Yesterday, Mark Greene was serving one of his clients, the Tennessee Lobbyist Association, by observing the agency that oversees lobbyists, the Tennessee Ethics Commission, during its meeting. Then, for the first time since its creation, the ethics commission was conducting a random, electronic selection of 11 of the 538 registered lobbyists to be audited.

He joined other "lucky" notables including Ralph Schulz, president of the Nashville Area Chamber of Commerce, and Johnny Hayes, a longtime Democratic Party fundraiser and national campaign finance chairman for Vice President Al Gore's presidential campaign in 2000.

Greene, one of the handful of lobbyists attending the meeting, had jokingly remarked that he had a 98 percent chance of not being selected, which he — like most — considered pretty good.

But the computer thought otherwise as it picked No. 191 — Greene's number.

Greene muttered an expletive and jokingly yelled out to the commission that he wanted to go "double or nothing."

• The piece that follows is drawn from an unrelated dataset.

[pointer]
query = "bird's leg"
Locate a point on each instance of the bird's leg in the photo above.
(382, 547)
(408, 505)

"I'm finished," Greene quipped later to reporters. "Just take me straight to jail."


The Registry of Election Finance randomly selected the candidates for the state Senate District 17, which included the winner, Sen. Mae Beavers (R-Mount Juliet) and Democrats Bob Rochelle and Aubrey Givens. Two other state representatives, Reps. John Tidwell (D-New Johnsonville) Steve McManus (R-Memphis) as well as McManus' opponent's campaign accounts will also be audited.

In addition, 18 legislators who had non-itemized contributions on their campaign disclosure accounts of $5,000 or more will also be automatically audited. Rep. Brenda Gilmore (D-Nashville) is one of those 18.